Export the tune run summary.

hotcb --dir runs/exp-001 tune export-recipe --out evolved_summary.json

Syntactic Sugar

Shortcut commands that auto-route to the right module.

hotcb enable <id>

Defaults to cb enable. Queues a callback enable command.

hotcb --dir runs/exp-001 enable timing

hotcb disable <id>

Defaults to cb disable. Queues a callback disable command.

hotcb --dir runs/exp-001 disable timing

hotcb set [--id <id>] k=v ...

Auto-routes to opt or loss based on key patterns:

  • Keys lr, weight_decay, clip_norm, scheduler_scale, scheduler_drop, group, groups route to opt
  • Keys ending in _w, or starting with terms. or ramps. route to loss
  • Ambiguous keys produce an error — use explicit subcommands instead
hotcb --dir runs/exp-001 set lr=5e-5           # -> opt set_params
hotcb --dir runs/exp-001 set distill_w=0.25    # -> loss set_params

hotcb serve

Start the dashboard server, optionally with autopilot.

hotcb serve --dir runs/exp1
hotcb serve --dir runs/exp1 --port 9000
hotcb serve --dir runs/exp1 --autopilot ai_suggest --key-metric val_loss

Options:

  • --host <addr> -- bind address (default: 127.0.0.1)
  • --port <int> -- port (default: 8421)
  • --autopilot {off,suggest,auto,ai_suggest,ai_auto} -- autopilot mode (default: off)
  • --key-metric <name> -- primary metric for AI optimization (default: val_loss)

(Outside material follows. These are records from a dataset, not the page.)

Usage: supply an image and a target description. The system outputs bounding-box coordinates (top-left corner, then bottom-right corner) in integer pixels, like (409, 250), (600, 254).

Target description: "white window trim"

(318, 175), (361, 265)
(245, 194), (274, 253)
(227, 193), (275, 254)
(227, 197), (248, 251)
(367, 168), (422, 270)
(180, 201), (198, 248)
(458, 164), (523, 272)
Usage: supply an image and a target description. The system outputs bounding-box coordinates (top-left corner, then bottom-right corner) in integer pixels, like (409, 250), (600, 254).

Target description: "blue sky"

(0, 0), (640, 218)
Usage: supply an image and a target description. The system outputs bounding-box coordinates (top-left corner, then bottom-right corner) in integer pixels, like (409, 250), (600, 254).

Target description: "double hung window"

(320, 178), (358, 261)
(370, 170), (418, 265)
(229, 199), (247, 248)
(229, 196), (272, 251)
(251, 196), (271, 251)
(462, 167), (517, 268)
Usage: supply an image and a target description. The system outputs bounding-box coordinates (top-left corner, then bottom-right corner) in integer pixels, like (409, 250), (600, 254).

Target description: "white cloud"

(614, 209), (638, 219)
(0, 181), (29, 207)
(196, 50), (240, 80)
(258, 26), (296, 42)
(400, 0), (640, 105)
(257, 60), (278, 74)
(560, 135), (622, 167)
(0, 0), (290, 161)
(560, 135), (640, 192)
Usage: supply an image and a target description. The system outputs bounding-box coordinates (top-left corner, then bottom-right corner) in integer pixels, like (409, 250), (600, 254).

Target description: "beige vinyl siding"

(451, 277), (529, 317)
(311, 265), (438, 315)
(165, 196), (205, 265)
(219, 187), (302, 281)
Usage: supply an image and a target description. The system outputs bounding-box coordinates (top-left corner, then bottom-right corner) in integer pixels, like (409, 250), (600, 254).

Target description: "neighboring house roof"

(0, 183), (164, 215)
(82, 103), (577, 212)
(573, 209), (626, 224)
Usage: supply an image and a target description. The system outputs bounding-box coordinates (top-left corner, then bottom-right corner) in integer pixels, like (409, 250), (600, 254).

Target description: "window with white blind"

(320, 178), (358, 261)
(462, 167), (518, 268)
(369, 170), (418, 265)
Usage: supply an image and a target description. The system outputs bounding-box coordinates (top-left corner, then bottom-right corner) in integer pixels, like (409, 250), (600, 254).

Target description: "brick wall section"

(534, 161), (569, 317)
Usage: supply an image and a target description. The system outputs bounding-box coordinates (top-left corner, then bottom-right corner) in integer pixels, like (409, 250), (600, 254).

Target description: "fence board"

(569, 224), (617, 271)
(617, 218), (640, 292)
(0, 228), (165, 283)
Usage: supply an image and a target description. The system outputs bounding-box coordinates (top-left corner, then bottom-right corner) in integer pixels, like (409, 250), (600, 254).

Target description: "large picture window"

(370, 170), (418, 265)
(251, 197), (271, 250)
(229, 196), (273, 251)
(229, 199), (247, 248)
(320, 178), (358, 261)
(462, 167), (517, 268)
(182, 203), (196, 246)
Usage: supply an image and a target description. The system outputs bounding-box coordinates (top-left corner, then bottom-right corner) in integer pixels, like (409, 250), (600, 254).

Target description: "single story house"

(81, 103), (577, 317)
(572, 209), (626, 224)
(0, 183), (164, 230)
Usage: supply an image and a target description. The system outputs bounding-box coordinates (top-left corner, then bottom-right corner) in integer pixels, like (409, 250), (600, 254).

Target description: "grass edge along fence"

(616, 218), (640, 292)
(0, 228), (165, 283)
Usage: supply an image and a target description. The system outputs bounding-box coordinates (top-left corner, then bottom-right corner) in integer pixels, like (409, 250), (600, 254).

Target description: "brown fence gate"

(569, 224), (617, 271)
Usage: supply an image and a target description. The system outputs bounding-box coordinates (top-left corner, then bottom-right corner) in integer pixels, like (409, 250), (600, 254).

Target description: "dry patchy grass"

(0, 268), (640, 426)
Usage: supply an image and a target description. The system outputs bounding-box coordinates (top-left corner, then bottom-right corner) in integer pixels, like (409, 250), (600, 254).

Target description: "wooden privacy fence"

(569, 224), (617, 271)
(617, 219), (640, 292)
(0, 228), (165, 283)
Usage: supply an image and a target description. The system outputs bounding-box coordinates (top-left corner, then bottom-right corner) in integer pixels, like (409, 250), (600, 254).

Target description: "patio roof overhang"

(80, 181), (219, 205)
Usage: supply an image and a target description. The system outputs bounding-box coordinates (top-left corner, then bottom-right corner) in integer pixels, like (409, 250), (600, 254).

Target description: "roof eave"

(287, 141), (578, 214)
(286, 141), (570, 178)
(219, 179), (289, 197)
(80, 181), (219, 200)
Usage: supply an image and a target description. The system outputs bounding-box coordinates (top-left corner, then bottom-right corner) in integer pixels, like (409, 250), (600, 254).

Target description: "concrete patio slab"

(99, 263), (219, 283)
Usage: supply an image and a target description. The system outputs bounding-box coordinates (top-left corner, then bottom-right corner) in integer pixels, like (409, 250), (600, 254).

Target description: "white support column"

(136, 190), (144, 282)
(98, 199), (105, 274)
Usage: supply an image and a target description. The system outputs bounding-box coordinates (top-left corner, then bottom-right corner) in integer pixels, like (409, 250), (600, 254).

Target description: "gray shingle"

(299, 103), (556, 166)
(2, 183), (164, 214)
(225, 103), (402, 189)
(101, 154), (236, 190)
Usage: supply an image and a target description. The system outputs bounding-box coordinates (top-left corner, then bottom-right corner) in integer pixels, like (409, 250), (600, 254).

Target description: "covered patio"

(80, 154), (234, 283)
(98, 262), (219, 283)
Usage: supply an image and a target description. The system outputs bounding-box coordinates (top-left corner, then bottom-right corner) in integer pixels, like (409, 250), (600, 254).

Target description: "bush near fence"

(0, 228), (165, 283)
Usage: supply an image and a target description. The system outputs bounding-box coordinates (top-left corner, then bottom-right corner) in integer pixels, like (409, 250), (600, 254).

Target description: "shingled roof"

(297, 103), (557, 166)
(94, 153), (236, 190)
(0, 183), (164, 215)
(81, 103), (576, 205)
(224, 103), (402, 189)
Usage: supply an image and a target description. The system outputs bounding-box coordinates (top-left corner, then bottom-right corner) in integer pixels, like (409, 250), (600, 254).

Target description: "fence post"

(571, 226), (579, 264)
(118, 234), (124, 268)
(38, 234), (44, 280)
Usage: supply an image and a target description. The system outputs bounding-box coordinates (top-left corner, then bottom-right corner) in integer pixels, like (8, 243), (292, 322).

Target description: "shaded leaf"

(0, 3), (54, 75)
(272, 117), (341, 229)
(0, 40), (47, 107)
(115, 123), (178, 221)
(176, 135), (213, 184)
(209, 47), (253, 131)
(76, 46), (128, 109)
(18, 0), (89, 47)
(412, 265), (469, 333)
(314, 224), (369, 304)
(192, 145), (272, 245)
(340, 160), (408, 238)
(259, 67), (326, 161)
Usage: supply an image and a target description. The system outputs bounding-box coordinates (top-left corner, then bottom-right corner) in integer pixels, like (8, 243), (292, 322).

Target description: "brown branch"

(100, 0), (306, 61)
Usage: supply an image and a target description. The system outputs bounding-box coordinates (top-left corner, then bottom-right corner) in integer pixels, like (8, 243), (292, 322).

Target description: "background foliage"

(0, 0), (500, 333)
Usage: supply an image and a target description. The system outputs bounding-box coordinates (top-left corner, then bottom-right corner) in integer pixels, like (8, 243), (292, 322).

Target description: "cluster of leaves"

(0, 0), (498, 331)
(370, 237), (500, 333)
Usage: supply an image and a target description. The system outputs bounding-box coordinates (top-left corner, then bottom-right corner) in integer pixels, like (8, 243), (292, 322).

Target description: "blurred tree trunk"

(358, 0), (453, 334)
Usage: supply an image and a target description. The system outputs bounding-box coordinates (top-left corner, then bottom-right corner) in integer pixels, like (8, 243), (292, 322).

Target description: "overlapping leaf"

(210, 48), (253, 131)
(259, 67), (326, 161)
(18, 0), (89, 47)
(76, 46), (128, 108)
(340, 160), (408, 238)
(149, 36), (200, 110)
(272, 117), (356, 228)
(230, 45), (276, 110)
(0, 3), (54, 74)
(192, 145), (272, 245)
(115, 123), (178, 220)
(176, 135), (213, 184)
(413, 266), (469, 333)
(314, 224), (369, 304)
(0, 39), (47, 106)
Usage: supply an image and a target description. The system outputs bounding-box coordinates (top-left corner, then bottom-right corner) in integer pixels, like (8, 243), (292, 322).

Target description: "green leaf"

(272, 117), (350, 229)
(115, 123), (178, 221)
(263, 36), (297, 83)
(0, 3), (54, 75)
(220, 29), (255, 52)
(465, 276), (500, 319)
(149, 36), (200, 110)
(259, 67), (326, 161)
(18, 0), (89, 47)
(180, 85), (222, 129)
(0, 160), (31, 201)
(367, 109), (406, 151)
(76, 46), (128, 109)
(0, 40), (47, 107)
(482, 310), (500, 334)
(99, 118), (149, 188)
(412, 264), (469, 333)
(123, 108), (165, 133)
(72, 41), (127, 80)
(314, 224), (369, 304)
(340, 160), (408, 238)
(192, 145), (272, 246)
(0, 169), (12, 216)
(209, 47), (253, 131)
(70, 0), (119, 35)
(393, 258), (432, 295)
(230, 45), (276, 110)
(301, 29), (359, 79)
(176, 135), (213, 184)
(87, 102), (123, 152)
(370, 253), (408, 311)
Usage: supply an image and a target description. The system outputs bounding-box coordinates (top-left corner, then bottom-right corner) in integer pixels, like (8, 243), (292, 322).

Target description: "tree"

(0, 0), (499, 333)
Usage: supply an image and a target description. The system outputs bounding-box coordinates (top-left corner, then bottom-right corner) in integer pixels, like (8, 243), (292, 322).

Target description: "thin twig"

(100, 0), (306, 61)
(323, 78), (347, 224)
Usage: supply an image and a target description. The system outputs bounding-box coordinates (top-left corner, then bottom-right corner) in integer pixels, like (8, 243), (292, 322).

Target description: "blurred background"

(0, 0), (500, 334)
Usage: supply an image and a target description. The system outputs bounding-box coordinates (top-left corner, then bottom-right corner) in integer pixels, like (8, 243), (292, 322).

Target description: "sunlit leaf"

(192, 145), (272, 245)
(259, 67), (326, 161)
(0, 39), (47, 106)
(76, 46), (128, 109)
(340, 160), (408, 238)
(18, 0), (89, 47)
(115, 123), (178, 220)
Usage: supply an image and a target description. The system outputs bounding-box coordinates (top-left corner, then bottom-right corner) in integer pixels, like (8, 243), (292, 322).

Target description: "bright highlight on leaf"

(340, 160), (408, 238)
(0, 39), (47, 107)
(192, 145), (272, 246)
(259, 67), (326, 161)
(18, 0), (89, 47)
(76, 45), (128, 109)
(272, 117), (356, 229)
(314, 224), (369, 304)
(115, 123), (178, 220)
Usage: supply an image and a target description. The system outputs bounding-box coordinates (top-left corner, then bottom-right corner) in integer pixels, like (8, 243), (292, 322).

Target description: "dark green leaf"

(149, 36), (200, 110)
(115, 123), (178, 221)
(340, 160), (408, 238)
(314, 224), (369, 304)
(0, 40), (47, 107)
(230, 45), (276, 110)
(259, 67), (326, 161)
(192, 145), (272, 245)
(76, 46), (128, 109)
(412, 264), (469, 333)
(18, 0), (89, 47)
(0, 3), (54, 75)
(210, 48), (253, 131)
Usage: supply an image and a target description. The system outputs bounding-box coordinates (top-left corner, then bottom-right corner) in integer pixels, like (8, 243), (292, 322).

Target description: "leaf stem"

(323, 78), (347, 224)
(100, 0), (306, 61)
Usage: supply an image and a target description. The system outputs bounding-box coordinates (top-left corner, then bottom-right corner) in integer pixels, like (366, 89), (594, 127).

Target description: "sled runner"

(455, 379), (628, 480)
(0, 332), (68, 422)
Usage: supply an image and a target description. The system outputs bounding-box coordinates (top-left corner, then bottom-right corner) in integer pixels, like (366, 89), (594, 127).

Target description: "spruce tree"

Dashboard URL: http://localhost:8421

hotcb demo

Launch synthetic training with the dashboard.

hotcb demo                              # simple synthetic training
hotcb demo --golden                     # multi-task demo with rich metrics
hotcb demo --autopilot ai_suggest       # with AI autopilot
hotcb demo --autopilot suggest --key-metric val_loss

Options:

  • --golden -- use multi-task golden demo (classification + reconstruction)
  • --port <int> -- dashboard port (default: 8421)
  • --autopilot {off,suggest,auto,ai_suggest,ai_auto} -- autopilot mode (default: off)
  • --key-metric <name> -- primary metric for AI optimization (default: val_loss)

hotcb launch

Start training + dashboard + autopilot in one command.

# Built-in configs
hotcb launch --config simple --max-steps 500
hotcb launch --config multitask --autopilot ai_suggest --key-metric val_loss

# Time-bounded run (5 minutes, regardless of GPU speed)
hotcb launch --config multitask --max-time 300 --autopilot ai_suggest

# Custom training function
hotcb launch --train-fn my_module:train --max-steps 1000

# Full options
hotcb launch --config multitask \
    --autopilot ai_auto \
    --key-metric val_loss \
    --ai-model gpt-4o-mini \
    --ai-budget 5.0 \
    --ai-cadence 50 \
    --max-steps 2000 \
    --seed 42

Options:

  • --config {simple,multitask,finetune} -- built-in training config (default: multitask)
  • --train-fn <module:fn> -- custom training function (overrides --config)
  • --run-dir <path> -- run directory (default: auto-created temp dir)
  • --host <addr> -- dashboard bind address (default: 127.0.0.1)
  • --port <int> -- dashboard port (default: 8421)
  • --max-steps <int> -- override max training steps
  • --max-time <float> -- wall-clock time limit in seconds (stops training when reached, regardless of step count)
  • --step-delay <float> -- seconds between steps
  • --autopilot {off,suggest,auto,ai_suggest,ai_auto} -- autopilot mode (default: off)
  • --key-metric <name> -- primary metric for AI optimization (default: val_loss)
  • --ai-model <name> -- LLM model name (default: gpt-4o-mini)
  • --ai-budget <float> -- max USD for LLM calls (default: 5.0)
  • --ai-cadence <int> -- steps between AI check-ins (default: 50)
  • --seed <int> -- random seed

--max-steps and --max-time can be combined — whichever limit is hit first wins. This is useful when step duration varies across hardware (e.g. --max-time 300 for a 5-minute run regardless of GPU speed).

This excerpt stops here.